Wednesday, 3 June 2015

Euro-Area Bonds Wipe Out 2015 Profit as ECB Confronts Volatility

For the first time in 2015, investors in European bonds are sitting on a loss.


The securities tumbled on Tuesday, as a report showed euro-area consumer prices rose in May more than economists forecast, leaving them down 0.1 percent this year, according to the Bloomberg Eurozone Sovereign Bond index. As recently as April 15, the index was up 4.6 percent.


German government bonds extended their biggest drop since 2012 on Wednesday before European Central Bank officials gather in Frankfurt to set monetary policy. Datathis week showed the ECB quickened its 1.1 trillion ($1.2 trillion) asset-buying program in May, meeting a pledge to accelerate purchases ahead of the region’s summer vacation period. Reports on euro-region retail sales and unemployment are also due Wednesday.



“Although we feel the market is cheap here, we think there could be more weakness this morning,” Peter Chatwell, a rates strategist at Mizuho International Plc in London, wrote in an e-mailed note Wednesday. “Any further signs of strength in this morning’s data could generate more selling.”


The yield on Germany’s 10-year bunds, the euro area’s benchmark sovereign securities, climbed one basis point, or 0.01 percentage point, to 0.72 percent, as of 8:10 a.m. London time. The yield rose 17 basis points on Tuesday, the most since August 2012. The 0.5 percent security due in February 2025 fell 0.09, or 90 cents per 1,000-euro face amount, to 97.91.


Inflation Surprise


Tuesday’s inflation figures, which showed prices increased on an annual basis for the first time in six months, may ease concern among ECB policy makers that the region will suffer from deflation, one of the threats that prompted them to unleash its quantitative-easing program this year. Bund yields have surged from a record-low 0.049 percent on April 17.


The ECB will keep all three of its key interest rates unchanged at record-low levels at Wednesday’s meeting, Bloomberg surveys of economists show. President Mario Draghi will hold a press conference at 2:30 p.m. Frankfurt time to explain the decision.


“If the market believes the ECB will ultimately be effective, and that inflation expectations should revive and nominal growth will revive, then bond yields should keep going up,” Laurence Mutkin, global head Group-of-10 rates strategy at BNP Paribas in London, said in an interview on Bloomberg Television’s “Countdown” with Mark Barton.


Spain’s 10-year bond yield was at 2.07 percent and reached 2.11 percent earlier, the most since November. Ten-year Italian bond yields were at 2.10 percent and touched 2.14 percent, also the highest since November.

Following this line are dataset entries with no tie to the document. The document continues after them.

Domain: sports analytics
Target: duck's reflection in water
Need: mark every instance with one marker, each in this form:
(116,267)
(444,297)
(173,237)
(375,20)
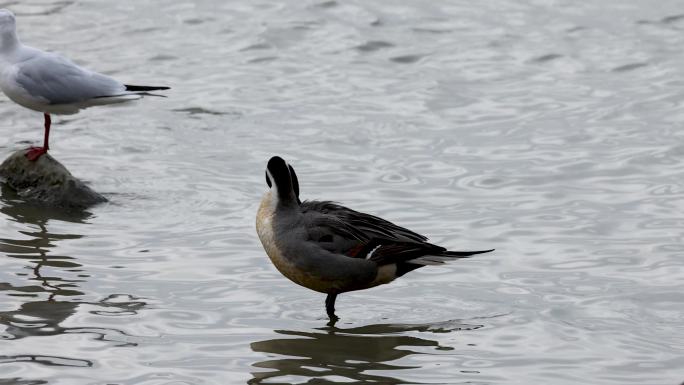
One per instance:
(353,353)
(46,292)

ECB Executive Board member Benoit Coeure said on May 18 that the pace of buying would pick up “moderately” in May and June to counter lower liquidity in July and August. Purchases of public and private debt rose to 63.1 billion euros last month, compared with 60.3 billion in April, data released on June 1 showed.


Market analysts are divided on whether this pickup is the increase Coeure suggested or if there is still significantly more to come. Strategists at ABN Amro Bank NV said frontloading will need to accelerate in June, while DZ Bank said the strategy is already working.